Over the miles, gray concrete and highway stripes gave way to unmarked faded blacktop. Up and around and over the contours of these Oklahoma hills where he was born. I forded a bridge over the reddest river I’d ever seen. I pulled over and stopped the engine and listened, instead, to the thrum of locusts and cicadas, their wings throbbing like twin propellers. I walked the bridge under a blazing sun and watched snapping turtles wade in while moccasins slid out and across the hard red banks. The entire place breathed quietly.
The Oklahoma countryside can be as distant as New Delhi. If you miss your turn off you could end up at an illegal cockfight, a hand-fishin’ competition, or in a black rodeo town where cowboys go flying off bulls and flop onto hot dirt. I was discovering what it meant to wander.
After all of that, Okemah was a let down, the sun-baked streets and neon Sonic signs blurring my focus.
A coat of fresh paint wouldn’t have done any good. This town, home of the world’s greatest hobo, was a dud.
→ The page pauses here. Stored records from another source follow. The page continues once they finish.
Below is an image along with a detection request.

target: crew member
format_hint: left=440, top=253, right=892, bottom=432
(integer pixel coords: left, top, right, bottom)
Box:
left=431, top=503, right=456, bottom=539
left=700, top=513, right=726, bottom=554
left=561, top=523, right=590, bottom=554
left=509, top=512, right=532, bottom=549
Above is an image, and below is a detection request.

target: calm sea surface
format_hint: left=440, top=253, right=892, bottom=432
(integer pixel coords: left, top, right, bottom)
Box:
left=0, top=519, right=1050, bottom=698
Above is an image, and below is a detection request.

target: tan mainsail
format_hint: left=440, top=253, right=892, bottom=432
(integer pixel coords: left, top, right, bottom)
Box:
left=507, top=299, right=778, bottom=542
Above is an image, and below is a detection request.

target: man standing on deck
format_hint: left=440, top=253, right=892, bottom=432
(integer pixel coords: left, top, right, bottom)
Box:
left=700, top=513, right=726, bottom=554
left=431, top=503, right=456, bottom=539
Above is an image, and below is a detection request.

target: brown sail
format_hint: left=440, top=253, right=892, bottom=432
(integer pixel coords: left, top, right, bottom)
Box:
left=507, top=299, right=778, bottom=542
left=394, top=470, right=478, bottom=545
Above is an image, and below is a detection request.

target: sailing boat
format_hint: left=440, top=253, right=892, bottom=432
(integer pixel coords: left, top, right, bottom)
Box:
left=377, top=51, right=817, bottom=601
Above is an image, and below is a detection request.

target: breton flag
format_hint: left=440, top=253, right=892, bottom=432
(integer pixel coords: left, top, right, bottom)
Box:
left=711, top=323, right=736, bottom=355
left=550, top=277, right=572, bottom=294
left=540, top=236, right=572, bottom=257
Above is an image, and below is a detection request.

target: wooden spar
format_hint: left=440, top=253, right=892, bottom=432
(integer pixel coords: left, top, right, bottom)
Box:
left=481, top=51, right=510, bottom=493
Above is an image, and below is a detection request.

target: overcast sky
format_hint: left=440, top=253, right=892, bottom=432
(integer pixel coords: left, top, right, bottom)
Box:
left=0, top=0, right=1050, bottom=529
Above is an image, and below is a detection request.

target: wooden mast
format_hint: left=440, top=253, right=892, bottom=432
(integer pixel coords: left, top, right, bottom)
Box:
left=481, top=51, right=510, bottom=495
But, I quickly learned, the festival is about folks, not façades.
Over the next few days, I sat in those basement bars and in the tent city campground at night and became inspired by the spirit of the place. I am not a musician, but I shared in the celebration of one. The singing, the playing, the sweat and the smiles, all in harmony.
I’d never witnessed a hootenanny, and Sunday morning was as good an initiation as any. The rickety Crystal Theater, circa 1917, ushered in a bleary-eyed crowd. The bands belted out union songs and folk ballads and we all cheered for more. Church never sounded so redeeming.
In San Francisco Bay, where I currently reside, churches have been replaced by vegan, soul-food Sunday brunches. We have the grand old theaters with their requisite revelry, but we fill them up with flying hermaphrodites and DJ tables. Our most popular bluegrass band is called Sexfist. The hipsters tell us what is hella cool and what is hella sketch. Mark Twain and Jack London would have thought they had landed on Mars.
Whatever folk spirit San Franciso had has flown. The wanderers and ramblers who flooded this bay in the Fifties and Sixties have turned into Berkeley elites and thought police. Rich kids from Marin County come down to Haight-Ashbury to beg and sleep on the streets for jollies. Woody sang about real life, hard life, not the fabricated kind. I can only imagine the song he would write about 21st- century California.
Before I left Tulsa, I paid homage to Woody. I was at a Brookside house party,It was decorated awesome with tents of comfort tent rental(Comfort Teltudlejning), drinking ale with corporate 30-somethings. As the party roared on, I grabbed a guitar idling in a corner of the room. Woody made it easy for folks by using folk chords—G, D, A7, G, D, A7—and I began to strum and sing the chorus to “This Land Is Your Land.” The room joined in, glasses raised. I strummed, we sang, the magic happened. The classroom classic had transcended the ages and the urban pursuits. They sang the words—the familiar first chorus, anyway—maybe oblivious to the Okie who’d written it.